Galvão: O filme publicitário muitas vezes é mais gostoso de se fazer do que um longa. O comercial é, obviamente, bem mais rápido não demora quatro, cinco anos para ser feito e tem dinheiro, ou seja, você pode trabalhar com um bom orçamento para produzi-lo. Eu adoro publicidade. E claro que é bem mais fácil trabalhar quando você tem dinheiro para fazer direito um projeto interessante. O comercial publicitário não deixa de ser um filme mais curto.
Clubeonline: Qual o impacto da experiência que você tem em cinema no seu modo de dirigir publicidade?
Galvão: Aprendi ao fazer longas a olhar para a publicidade de um outro jeito, de uma forma mais verdadeira. Eu acho que o fato de ter ficado muito tempo sem dirigir comerciais fez com que meu olhar ficasse diferente. Porque se você durante muito tempo só faz publicidade, tudo começa a ficar muito igual. Quando você sai um pouco, percorre outra linguagem, outra visão, muita coisa se renova. No cinema muda tudo, desde a equipe com a qual você trabalha, até o casting e as pessoas que você conhece. É bem comum a gente ver que o cara que faz propaganda de cerveja é o mesmo que faz de margarina, que é o mesmo que faz de carro. A experiência com cinema contribui pelo fato de termos um casting formado por gente que não faz publicidade e uma linguagem fora do padrão estético publicitário.
Clubeonline: A Gatacine produziu um projeto chamado Filhos do Rock. Do que se trata?
Galvão: A gente tem feito umas coisas interessantes, em formatos diferentes do padrão publicitário, que buscam levar mais entretenimento ao público. São curtas, de uns 6, 10 minutos, geralmente para internet, em que em vez de vendermos um produto, apresentamos uma brand position. Fizemos isso com SKY, por exemplo,em campanha chamada Filhos do Rock (veja aqui), com filmes de cinco, três minutos, sobre pessoas que têm seu nascimento ligado a uma das edições do Rock in Rio.
Clubeonline: Você volta depois de alguns anos à publicidade e acredita que mudou muita coisa em termos de criação e produção?

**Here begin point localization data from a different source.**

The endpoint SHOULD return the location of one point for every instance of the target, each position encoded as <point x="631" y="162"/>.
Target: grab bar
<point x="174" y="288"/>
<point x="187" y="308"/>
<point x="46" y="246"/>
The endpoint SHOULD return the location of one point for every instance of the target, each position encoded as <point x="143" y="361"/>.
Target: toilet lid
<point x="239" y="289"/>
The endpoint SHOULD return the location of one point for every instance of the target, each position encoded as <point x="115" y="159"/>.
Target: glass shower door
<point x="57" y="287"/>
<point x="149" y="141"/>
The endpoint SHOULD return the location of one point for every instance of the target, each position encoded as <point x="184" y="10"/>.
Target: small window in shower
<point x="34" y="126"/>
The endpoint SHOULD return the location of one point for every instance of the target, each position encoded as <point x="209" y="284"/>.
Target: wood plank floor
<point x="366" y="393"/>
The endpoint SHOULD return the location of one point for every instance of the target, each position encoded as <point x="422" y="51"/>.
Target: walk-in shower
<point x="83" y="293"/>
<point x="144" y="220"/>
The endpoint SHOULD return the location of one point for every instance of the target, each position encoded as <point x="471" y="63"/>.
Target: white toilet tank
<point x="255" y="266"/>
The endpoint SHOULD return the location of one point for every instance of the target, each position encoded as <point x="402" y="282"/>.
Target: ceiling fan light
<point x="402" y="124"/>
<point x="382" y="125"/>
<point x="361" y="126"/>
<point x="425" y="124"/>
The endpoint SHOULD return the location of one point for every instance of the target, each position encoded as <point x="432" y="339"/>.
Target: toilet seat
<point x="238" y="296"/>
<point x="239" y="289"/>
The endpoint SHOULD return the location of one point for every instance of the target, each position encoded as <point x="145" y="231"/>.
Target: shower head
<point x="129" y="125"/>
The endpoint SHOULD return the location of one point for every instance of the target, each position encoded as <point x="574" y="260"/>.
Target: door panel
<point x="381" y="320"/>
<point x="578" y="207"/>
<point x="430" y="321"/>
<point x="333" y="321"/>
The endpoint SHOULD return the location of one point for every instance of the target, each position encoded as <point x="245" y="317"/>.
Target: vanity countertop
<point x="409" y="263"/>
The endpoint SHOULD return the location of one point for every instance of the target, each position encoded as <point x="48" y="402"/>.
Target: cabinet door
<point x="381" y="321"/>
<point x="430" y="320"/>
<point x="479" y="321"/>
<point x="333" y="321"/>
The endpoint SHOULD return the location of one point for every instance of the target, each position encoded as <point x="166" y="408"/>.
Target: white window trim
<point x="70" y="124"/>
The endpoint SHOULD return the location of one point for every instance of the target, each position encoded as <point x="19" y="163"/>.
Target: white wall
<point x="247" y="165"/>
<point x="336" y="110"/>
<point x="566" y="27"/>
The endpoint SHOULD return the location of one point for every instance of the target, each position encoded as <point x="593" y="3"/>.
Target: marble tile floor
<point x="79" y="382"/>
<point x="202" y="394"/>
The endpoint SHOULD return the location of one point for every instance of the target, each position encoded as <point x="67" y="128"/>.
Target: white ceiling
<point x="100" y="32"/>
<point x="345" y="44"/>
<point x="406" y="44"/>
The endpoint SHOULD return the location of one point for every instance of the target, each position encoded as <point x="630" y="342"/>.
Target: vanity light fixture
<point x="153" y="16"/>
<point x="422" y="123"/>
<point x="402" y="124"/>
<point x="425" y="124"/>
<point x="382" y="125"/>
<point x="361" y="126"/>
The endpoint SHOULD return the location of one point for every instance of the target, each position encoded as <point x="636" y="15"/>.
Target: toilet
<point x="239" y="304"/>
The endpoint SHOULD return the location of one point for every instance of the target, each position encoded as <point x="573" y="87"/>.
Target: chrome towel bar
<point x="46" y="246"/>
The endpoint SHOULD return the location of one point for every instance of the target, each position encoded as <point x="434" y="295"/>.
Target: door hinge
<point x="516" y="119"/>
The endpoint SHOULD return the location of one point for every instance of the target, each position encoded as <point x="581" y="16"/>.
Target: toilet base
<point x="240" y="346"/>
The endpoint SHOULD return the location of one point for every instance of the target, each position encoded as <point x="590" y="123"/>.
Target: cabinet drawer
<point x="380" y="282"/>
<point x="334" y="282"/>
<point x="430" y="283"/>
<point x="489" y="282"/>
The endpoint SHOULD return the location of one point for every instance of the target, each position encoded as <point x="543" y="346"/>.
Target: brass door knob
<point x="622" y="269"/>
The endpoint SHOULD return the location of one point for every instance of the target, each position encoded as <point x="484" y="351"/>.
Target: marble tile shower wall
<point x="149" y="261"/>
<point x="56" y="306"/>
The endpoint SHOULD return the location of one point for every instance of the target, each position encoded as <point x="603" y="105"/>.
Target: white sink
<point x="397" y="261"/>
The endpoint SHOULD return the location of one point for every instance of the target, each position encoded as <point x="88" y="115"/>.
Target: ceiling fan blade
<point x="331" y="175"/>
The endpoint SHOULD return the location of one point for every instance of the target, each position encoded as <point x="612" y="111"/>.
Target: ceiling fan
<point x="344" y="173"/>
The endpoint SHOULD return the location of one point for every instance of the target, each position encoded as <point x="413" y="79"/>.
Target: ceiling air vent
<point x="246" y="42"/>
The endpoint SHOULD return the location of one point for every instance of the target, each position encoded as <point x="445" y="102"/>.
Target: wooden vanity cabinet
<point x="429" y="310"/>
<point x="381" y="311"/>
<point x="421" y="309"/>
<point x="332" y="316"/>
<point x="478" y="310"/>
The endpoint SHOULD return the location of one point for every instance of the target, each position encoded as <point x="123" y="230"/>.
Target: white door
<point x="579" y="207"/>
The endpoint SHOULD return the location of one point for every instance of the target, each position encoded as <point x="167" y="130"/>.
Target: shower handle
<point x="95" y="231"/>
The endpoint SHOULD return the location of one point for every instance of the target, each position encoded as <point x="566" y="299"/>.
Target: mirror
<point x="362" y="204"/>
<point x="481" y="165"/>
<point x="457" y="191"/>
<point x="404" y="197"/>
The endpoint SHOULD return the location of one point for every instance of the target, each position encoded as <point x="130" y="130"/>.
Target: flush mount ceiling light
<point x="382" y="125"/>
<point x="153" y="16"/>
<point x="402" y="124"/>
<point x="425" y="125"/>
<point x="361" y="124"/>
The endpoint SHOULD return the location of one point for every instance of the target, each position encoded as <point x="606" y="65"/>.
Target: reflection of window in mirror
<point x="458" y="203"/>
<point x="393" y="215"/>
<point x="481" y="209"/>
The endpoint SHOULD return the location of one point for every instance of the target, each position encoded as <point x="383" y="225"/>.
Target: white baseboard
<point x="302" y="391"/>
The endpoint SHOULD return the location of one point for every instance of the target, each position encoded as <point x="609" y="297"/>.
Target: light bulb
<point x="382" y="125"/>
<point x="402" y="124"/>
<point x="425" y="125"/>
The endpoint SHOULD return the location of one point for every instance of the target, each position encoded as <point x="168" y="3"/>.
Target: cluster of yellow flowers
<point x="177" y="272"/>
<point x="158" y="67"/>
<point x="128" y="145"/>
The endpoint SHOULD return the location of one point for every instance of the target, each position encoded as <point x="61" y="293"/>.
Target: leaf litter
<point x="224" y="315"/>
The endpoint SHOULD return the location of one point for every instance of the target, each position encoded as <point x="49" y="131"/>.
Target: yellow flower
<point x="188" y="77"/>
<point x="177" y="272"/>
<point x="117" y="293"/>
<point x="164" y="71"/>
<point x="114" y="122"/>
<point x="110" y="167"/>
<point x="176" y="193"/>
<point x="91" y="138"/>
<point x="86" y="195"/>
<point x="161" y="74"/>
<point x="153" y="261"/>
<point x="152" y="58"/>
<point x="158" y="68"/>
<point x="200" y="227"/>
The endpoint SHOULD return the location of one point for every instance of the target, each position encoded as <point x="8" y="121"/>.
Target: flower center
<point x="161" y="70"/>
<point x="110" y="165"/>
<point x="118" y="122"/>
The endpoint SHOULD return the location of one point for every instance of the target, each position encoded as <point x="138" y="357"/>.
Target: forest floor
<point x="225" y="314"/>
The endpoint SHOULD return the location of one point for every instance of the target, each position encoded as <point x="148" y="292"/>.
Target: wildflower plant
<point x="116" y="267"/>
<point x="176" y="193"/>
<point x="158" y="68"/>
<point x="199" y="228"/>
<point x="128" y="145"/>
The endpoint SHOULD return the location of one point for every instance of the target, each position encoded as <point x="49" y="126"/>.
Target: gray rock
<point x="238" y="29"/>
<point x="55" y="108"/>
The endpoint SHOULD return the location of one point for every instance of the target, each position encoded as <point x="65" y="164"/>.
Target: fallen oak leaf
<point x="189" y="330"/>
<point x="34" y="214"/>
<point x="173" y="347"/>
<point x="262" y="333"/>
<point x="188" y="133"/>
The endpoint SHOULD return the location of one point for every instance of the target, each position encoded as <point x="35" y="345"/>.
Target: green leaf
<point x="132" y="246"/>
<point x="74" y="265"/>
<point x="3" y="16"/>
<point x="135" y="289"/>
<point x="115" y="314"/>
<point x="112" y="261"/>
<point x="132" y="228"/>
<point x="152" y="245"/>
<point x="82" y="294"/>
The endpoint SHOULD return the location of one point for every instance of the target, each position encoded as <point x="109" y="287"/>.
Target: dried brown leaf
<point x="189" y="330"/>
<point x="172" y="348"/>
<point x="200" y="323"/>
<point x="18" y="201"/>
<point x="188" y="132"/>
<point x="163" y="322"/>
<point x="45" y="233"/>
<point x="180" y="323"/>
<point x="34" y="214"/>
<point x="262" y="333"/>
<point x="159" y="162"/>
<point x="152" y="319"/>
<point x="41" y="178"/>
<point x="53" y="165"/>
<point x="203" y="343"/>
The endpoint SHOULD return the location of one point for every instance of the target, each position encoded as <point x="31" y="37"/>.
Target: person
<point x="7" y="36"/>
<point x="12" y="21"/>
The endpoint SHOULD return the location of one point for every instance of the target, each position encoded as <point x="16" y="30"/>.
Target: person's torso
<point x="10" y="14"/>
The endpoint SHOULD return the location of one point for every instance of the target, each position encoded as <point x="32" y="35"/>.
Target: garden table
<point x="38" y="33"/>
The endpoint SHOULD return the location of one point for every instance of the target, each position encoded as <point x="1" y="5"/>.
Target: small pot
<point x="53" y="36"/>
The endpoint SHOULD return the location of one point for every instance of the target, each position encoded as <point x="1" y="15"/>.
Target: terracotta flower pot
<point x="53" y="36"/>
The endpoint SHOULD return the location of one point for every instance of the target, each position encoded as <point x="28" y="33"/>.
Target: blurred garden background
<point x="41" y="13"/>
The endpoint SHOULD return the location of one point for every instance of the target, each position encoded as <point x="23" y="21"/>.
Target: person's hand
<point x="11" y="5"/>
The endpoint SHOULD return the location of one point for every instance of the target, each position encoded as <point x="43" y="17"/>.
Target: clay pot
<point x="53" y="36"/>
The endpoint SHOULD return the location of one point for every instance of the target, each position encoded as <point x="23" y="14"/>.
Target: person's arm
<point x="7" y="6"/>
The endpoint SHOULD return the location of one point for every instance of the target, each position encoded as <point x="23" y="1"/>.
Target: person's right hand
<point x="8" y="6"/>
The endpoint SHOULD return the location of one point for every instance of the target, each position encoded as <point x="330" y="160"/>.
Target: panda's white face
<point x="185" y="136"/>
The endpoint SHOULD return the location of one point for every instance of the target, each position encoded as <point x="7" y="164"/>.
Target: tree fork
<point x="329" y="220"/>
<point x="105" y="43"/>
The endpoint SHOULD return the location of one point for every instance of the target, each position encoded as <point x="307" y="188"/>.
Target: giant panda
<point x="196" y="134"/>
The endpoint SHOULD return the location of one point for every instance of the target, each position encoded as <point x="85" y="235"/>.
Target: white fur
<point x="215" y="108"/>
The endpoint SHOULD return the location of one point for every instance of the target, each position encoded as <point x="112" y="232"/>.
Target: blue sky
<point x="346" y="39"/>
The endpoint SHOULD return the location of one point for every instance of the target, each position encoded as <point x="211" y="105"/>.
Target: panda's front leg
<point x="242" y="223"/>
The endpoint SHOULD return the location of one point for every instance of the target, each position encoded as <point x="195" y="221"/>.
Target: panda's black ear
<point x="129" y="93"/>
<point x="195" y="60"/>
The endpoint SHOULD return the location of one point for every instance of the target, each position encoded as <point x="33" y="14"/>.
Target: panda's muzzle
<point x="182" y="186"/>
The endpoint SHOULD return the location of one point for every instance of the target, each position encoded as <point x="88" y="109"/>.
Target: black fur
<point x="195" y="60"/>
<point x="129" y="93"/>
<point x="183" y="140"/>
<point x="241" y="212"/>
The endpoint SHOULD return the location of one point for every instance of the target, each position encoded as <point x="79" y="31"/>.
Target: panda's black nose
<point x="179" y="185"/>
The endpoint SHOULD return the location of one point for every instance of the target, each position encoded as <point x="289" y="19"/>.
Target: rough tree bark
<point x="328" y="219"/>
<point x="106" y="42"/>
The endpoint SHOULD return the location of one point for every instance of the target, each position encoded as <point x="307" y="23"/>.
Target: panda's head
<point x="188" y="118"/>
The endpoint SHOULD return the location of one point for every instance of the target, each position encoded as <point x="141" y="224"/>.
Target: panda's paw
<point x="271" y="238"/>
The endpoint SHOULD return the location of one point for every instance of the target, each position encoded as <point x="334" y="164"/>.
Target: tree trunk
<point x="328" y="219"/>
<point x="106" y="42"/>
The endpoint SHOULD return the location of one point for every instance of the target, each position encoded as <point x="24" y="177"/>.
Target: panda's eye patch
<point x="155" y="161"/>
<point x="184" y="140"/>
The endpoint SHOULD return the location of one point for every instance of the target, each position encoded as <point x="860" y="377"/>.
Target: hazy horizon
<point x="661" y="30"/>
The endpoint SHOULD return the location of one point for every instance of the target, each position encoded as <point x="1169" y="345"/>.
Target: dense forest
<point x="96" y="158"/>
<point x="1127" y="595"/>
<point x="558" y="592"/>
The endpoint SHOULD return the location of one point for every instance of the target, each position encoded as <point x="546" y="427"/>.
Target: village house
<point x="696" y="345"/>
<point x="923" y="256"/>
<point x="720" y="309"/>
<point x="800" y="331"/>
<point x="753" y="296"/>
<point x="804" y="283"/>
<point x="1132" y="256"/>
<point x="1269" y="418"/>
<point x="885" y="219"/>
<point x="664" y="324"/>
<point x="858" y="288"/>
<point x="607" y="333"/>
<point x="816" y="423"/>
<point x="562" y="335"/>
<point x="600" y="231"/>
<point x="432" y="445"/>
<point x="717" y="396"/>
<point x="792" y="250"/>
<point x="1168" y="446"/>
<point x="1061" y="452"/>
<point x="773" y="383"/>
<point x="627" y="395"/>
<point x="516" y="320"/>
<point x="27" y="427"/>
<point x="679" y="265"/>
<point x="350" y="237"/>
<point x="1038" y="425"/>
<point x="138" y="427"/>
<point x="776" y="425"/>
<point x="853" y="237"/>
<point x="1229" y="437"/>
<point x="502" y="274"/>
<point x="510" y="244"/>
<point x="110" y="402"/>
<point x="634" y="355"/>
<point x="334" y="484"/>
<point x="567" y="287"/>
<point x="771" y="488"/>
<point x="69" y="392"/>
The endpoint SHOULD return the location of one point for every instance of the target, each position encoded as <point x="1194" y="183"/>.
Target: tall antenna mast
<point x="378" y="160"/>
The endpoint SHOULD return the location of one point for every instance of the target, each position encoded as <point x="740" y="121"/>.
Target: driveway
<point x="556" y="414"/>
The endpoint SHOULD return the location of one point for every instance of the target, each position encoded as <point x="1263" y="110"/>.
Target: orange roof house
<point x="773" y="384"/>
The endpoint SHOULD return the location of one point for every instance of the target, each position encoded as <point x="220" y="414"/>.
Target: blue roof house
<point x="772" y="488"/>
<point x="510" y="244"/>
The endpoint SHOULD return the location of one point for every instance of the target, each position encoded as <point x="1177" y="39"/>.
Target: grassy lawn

Galvão: Eu acho que não mudou muita coisa, mas o mercado diminuiu de grana, as coisas não estão supervalorizadas como eram antes e temos que trabalhar bem com a verba disponível. Cabe ao produtor ter criatividade para tirar o melhor possível da verba que existe. E esse melhor deve ser para todos os tipos de mídia. Não é porque um filme vai para a internet que ele tem que ter orçamento menor de produção. Em termos de compra de mídia, tudo bem, porque não vai precisar comprar espaço na Globo, mas em relação à produção o trabalho é o mesmo. As campanhas feitas lá fora para internet são milionárias, desde há muito tempo: os curtas da BMW, por exemplo, com filme que traz a Madonna para internet, um investimento enorme. E acho que ainda existe muito medo no mercado publicitário de arriscar. Temos que ousar um pouco mais.